| Issue |
EPJ Web Conf.
Volume 337, 2025
27th International Conference on Computing in High Energy and Nuclear Physics (CHEP 2024)
|
|
|---|---|---|
| Article Number | 01070 | |
| Number of page(s) | 9 | |
| DOI | https://doi.org/10.1051/epjconf/202533701070 | |
| Published online | 07 October 2025 | |
https://doi.org/10.1051/epjconf/202533701070
Evaluating FPGA Acceleration with Intel ® oneAPI Toolkit for High-Speed Data Processing
1 CERN, Geneva, Switzerland
2 Aix Marseille Univ, CNRS/IN2P3, CPPM, Marseille, France
3 University of Thessaly, Volos, Greece
* e-mail: alberto.perro@cern.ch
Published online: 7 October 2025
The LHCb Experiment employs GPU cards in its first level trigger system to enhance computing efficiency, achieving a data rate of 32 Tb/s from the detector. GPUs were selected for their computational power, parallel processing capabilities, and adaptability.

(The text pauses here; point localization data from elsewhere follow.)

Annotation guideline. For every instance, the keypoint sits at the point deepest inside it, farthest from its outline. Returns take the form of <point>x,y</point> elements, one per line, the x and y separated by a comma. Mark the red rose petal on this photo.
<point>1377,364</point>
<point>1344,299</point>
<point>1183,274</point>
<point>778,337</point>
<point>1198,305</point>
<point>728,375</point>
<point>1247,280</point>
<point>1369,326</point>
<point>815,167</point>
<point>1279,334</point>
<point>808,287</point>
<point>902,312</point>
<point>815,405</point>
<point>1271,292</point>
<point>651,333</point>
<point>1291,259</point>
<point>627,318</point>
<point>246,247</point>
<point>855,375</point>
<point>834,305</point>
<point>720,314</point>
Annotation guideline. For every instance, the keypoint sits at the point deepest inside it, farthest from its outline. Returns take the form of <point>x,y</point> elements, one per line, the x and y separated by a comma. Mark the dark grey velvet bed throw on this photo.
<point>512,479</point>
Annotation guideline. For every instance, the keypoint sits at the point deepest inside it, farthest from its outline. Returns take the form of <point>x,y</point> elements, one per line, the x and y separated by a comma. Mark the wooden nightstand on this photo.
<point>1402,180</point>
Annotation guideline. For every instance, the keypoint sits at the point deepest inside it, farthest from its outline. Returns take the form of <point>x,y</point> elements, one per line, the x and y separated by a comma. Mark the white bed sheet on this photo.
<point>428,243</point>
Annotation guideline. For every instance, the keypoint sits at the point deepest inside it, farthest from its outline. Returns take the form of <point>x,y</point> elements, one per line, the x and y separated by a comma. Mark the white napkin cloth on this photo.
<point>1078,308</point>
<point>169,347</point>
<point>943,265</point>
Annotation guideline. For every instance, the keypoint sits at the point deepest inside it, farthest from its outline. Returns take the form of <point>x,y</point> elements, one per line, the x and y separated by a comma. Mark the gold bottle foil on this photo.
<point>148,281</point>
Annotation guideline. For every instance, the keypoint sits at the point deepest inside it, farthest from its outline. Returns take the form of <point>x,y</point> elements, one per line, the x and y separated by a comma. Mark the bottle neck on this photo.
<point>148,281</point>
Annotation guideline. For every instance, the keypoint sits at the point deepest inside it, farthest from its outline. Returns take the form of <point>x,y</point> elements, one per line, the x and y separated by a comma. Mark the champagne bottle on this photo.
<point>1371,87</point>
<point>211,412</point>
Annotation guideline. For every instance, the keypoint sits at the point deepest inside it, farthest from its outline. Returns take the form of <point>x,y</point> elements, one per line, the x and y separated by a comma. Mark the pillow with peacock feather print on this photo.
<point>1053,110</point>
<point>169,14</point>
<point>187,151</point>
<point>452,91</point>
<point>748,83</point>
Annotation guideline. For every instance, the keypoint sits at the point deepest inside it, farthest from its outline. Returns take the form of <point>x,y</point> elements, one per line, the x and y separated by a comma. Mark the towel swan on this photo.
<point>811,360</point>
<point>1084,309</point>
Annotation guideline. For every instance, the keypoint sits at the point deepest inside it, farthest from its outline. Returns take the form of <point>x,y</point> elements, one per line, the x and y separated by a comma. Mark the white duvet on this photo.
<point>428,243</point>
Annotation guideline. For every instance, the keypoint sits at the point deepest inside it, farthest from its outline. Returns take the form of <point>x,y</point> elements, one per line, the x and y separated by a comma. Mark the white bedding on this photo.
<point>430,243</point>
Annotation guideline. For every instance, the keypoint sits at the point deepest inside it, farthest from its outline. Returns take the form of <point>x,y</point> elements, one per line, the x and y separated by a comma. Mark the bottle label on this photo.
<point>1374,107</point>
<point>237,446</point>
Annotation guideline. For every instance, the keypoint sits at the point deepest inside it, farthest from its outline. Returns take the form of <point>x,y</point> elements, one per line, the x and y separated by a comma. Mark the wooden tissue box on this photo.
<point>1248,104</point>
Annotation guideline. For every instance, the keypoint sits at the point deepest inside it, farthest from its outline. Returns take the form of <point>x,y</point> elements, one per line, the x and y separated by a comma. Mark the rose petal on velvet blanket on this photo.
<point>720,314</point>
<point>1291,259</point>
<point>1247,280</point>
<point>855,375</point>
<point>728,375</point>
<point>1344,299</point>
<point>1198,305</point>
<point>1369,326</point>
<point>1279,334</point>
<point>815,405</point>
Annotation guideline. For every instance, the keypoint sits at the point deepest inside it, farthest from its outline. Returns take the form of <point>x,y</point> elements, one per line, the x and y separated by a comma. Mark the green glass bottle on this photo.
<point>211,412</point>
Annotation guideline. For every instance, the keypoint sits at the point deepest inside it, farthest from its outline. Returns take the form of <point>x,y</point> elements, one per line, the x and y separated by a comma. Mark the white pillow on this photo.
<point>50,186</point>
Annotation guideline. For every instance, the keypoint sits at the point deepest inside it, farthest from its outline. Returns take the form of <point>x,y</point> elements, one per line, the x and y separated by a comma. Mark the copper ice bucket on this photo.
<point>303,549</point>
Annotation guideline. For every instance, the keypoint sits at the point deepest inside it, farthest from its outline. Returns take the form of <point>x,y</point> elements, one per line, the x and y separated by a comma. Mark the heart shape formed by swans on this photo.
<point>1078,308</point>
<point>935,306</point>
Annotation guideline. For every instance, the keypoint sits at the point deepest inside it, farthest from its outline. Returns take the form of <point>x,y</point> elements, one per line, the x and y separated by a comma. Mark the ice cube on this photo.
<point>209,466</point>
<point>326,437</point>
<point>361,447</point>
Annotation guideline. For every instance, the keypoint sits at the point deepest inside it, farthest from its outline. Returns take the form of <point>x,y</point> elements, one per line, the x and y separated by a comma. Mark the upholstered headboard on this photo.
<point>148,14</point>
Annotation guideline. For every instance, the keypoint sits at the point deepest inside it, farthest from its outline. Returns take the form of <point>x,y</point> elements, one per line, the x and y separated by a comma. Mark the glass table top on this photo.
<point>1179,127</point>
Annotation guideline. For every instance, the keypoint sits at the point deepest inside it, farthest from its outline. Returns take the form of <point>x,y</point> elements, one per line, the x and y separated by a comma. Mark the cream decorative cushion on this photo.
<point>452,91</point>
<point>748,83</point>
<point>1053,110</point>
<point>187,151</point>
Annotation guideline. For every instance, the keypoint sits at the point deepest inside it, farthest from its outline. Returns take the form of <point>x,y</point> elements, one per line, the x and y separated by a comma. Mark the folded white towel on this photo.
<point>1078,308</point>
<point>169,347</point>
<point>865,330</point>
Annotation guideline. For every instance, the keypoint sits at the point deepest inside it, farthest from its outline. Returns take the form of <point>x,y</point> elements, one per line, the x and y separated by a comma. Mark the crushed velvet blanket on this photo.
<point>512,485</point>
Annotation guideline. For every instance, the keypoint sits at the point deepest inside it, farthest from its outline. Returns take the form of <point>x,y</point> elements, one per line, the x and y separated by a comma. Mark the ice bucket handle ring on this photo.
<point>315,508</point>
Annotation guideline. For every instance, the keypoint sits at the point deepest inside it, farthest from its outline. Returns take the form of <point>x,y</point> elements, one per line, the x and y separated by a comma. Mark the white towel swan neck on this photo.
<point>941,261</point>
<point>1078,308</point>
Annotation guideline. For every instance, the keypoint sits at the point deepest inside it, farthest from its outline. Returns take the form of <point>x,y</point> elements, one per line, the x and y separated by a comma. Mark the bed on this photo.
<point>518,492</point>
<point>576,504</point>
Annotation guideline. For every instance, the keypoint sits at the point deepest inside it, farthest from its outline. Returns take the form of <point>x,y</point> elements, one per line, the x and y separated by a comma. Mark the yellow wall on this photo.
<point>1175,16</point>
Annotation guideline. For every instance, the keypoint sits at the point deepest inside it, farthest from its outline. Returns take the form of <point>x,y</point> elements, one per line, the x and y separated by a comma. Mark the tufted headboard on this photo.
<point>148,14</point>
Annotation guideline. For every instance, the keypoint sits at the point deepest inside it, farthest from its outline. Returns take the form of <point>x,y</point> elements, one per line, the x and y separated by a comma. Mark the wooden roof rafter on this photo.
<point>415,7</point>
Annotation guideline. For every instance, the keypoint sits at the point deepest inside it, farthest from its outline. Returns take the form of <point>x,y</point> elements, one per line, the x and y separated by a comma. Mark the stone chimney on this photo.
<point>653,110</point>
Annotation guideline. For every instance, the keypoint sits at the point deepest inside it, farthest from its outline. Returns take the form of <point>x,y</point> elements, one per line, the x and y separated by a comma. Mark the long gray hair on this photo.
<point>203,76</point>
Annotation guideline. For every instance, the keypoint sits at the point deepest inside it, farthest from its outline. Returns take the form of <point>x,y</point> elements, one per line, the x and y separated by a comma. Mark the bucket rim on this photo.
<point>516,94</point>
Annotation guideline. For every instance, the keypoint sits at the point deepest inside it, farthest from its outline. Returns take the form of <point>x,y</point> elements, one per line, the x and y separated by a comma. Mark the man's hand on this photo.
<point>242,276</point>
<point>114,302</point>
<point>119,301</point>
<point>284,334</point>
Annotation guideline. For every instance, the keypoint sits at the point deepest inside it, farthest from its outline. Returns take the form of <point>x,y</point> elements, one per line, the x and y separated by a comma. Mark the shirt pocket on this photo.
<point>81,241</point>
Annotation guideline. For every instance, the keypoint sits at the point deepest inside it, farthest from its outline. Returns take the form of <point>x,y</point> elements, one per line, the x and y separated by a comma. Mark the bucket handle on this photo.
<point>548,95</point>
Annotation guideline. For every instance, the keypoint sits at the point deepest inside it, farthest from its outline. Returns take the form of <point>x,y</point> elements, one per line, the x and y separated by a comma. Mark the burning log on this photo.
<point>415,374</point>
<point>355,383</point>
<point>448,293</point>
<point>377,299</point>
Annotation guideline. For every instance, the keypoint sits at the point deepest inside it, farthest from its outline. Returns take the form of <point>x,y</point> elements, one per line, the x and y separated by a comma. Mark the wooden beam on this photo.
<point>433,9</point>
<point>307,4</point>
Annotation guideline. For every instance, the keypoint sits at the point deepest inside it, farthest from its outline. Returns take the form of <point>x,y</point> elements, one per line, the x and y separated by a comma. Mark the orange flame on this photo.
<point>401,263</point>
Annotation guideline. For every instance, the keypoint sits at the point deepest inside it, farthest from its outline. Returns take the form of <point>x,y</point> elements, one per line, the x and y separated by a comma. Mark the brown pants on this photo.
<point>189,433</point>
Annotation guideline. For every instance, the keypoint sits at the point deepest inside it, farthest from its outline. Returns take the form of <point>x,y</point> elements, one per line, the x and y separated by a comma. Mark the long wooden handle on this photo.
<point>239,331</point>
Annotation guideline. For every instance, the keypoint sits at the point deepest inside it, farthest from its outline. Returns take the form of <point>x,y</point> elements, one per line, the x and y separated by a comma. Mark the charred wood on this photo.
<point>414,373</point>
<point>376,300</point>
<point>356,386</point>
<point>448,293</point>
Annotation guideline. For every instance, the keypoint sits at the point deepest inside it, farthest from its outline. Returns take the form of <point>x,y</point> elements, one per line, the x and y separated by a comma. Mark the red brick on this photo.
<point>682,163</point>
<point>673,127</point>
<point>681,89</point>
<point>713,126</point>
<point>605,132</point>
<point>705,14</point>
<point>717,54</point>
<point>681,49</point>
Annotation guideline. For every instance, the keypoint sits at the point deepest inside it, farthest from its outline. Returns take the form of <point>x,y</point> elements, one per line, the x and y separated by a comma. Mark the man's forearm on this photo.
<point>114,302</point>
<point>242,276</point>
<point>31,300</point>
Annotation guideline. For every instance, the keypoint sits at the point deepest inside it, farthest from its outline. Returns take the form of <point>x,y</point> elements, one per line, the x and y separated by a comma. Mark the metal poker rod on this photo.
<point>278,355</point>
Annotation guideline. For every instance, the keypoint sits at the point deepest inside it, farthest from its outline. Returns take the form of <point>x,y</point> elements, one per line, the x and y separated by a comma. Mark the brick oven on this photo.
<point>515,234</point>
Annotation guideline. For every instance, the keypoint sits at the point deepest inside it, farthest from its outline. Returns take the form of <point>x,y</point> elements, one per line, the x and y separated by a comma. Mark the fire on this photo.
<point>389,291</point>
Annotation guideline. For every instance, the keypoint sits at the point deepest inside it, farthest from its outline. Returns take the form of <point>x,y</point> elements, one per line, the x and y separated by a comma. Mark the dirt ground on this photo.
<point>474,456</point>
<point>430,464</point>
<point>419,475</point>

However, trigger tasks necessitate extensive combinatorial and bitwise operations, ideally suited for FPGA implementation. Yet, FPGA adoption for compute acceleration is hindered by steep learning curves and very different programming paradigms with respect to GPUs and CPUs. In the last few years, interest in high level synthesis has grown because of the possibility of developing FPGA gateware in higher-level languages.
This study assesses the Intel® oneAPI FPGA Toolkit, which aims to simplify the development of FPGA-accelerated workloads by offering a GPU-like programming framework. We detail the integration of a portion of the current pixel clustering algorithm into oneAPI, address common implementation challenges, and compare it against CPU, GPU, and RTL implementations.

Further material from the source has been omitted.